Yes, this would need to be a new hook that knows more than post-checkout
presently does.
post-checkout right now runs AFTER the worktree has been updated, and
only gets the refs of old/new HEAD and if the branch was changed.
It does NOT know which files were actually modified, and since it
If a hook is added for that, then this behavior can be implemented in
the hook. Alternatively adding a pre-checkout hook to absorb some state
of the unmodified worktree (this could be a bit expensive).
> * The hook has to be set up in every repo and submodule (at least until
> something like Ævar's experiments come to fruition).
>
> * A fresh clone can't run the hook. This is especially important when
> dealing with submodules. (In one case where we were bit by this, make
> though that half of a fresh submodule clone's files were stale, and
> decided to re-autoconf the entire thing.)

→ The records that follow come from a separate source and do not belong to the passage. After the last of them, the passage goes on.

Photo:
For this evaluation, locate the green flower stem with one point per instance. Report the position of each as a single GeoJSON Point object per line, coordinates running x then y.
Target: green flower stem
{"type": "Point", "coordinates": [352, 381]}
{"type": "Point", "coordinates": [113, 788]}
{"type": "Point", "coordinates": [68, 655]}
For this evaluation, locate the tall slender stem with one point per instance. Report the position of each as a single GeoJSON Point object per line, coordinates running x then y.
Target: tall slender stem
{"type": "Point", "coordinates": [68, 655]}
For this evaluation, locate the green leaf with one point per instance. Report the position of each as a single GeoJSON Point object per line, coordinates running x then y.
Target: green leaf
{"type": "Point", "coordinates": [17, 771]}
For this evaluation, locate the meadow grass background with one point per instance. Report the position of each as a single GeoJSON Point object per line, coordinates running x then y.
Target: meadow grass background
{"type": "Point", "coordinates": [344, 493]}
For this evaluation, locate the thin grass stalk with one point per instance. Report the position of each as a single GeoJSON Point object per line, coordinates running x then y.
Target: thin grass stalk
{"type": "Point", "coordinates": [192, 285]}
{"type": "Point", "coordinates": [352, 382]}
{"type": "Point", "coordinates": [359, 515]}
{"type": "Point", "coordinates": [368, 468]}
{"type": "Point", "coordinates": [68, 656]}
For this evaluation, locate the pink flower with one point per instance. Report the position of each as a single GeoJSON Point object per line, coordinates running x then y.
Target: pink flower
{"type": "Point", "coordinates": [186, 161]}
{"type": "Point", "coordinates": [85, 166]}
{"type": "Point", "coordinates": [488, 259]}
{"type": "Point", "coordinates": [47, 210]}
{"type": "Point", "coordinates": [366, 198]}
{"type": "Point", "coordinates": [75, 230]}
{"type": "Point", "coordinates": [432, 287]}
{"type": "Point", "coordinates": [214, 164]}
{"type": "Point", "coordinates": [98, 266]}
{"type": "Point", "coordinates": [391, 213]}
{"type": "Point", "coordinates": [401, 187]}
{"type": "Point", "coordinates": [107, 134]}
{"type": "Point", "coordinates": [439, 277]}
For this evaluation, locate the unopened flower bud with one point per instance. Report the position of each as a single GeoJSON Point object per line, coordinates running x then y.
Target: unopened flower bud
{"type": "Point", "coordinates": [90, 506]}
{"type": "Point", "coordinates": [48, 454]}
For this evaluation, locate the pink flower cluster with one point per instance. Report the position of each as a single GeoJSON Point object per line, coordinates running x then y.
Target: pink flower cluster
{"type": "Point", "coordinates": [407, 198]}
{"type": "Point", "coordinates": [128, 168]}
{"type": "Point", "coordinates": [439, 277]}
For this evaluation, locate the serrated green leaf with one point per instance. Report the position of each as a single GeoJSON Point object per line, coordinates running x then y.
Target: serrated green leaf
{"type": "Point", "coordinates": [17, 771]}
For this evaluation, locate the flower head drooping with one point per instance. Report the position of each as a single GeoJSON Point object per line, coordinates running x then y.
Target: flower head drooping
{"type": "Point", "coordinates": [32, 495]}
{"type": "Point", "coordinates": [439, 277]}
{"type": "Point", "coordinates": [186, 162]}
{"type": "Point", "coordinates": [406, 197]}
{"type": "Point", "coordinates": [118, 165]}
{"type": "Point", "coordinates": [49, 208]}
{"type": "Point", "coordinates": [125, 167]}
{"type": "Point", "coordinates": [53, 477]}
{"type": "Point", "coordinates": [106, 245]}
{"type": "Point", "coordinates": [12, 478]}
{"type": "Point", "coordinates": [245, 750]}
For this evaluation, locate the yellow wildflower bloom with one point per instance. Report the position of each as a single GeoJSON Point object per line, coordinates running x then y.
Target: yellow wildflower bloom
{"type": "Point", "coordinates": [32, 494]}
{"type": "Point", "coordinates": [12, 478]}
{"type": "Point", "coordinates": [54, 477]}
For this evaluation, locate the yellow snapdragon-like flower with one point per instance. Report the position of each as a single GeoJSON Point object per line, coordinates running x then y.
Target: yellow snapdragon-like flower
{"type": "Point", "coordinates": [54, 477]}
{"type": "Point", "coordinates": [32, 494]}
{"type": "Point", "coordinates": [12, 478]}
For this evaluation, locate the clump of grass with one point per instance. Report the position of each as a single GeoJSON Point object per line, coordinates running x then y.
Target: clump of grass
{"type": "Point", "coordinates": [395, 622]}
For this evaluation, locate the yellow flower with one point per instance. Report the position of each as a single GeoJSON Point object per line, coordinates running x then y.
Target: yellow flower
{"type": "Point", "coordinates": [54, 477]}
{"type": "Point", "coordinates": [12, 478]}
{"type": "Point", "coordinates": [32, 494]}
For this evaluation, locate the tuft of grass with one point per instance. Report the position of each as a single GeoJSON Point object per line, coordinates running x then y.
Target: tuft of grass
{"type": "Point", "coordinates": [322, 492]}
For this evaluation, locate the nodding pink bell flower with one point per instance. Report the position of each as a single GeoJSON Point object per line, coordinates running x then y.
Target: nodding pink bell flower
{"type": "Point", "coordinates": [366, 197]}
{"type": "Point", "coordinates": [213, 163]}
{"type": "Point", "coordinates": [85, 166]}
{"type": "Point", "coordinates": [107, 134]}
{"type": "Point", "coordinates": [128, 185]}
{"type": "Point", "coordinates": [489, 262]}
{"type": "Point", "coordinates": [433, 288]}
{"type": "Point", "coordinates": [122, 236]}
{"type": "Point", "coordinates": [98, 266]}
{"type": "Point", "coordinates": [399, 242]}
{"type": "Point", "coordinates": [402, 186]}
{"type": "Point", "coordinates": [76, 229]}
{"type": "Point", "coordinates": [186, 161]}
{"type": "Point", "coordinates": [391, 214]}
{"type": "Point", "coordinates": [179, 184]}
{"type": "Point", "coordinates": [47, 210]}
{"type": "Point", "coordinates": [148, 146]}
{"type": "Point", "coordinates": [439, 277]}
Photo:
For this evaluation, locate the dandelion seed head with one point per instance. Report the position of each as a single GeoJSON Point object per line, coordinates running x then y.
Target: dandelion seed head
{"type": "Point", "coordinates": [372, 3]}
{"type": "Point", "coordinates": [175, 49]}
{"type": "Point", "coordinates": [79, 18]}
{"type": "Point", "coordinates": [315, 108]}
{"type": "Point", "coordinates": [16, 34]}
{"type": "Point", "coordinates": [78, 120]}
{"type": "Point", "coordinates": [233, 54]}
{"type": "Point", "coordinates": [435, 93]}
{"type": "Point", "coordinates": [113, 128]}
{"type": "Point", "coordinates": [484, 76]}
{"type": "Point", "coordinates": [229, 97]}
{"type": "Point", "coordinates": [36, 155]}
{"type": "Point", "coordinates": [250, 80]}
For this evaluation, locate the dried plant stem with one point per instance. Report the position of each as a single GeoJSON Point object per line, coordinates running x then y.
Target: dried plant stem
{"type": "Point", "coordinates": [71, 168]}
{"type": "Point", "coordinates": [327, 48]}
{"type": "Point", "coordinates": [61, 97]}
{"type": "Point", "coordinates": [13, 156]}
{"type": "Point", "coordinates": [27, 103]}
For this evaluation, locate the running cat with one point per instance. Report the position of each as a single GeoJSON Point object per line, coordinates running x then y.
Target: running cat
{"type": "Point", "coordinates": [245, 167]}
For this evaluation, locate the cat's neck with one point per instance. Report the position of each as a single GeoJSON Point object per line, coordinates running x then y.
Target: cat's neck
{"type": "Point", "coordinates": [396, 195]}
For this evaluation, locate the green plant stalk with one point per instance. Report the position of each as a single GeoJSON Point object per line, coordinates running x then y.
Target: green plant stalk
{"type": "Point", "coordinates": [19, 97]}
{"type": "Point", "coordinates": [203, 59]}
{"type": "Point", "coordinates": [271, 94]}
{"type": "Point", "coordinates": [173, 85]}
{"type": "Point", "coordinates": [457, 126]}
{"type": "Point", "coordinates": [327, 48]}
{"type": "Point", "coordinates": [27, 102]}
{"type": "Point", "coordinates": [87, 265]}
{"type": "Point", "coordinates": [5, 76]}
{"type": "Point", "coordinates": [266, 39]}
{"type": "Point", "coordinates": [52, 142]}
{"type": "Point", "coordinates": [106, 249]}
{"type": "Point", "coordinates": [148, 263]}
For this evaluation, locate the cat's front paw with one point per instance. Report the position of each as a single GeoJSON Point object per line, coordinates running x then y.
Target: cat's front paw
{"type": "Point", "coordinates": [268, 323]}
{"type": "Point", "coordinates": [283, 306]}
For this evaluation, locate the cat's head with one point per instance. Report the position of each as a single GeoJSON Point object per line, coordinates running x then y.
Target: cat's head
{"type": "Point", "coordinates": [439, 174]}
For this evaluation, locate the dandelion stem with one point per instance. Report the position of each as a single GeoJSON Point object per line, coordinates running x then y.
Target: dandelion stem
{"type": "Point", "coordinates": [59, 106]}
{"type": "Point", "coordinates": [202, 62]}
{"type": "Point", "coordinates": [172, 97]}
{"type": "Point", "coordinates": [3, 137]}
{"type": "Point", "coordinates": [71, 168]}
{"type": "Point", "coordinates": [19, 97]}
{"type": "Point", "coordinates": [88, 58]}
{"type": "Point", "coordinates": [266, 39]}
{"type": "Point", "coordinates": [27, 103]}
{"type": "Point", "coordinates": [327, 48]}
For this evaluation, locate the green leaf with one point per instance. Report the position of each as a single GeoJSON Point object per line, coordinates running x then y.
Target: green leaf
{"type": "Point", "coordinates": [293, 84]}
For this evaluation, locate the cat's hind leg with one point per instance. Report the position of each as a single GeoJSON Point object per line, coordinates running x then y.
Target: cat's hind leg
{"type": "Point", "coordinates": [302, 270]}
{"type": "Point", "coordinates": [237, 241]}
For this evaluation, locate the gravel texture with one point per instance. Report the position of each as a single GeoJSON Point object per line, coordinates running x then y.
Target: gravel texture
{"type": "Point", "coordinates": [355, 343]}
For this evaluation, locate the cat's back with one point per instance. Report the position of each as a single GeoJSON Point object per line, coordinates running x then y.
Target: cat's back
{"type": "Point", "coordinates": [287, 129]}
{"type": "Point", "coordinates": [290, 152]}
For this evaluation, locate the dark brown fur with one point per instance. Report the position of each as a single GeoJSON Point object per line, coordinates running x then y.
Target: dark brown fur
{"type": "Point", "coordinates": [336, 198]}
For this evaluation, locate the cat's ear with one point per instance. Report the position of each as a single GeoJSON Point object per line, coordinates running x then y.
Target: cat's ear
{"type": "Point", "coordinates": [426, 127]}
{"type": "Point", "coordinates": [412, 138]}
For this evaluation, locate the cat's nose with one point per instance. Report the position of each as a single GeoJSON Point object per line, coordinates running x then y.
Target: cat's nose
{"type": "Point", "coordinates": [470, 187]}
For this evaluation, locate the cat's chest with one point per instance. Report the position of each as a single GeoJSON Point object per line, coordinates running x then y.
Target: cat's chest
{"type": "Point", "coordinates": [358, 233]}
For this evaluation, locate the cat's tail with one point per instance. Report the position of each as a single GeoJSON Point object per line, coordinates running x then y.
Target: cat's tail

The fresh clone case really matters for my usage, where new clones are
firing in CI/CD processes.
> I just don't think the hook approach can completely solve the problem.
>
> I appreciate Ævar's concern that there are more than just two mtime
> requests floating around. But I think git's users are best served by a
> built-in approach, with a config setting to control the desired mtime
> handling (defaulting to the current behaviour). People who want a
> different mtime solution will at least have a clear place in the code to
> propose a patch.
+1 as long as we can set the behavior during the clone.
--
Robin Hugh Johnson
Gentoo Linux: Dev, Infra Lead, Foundation Treasurer
E-Mail : [email protected]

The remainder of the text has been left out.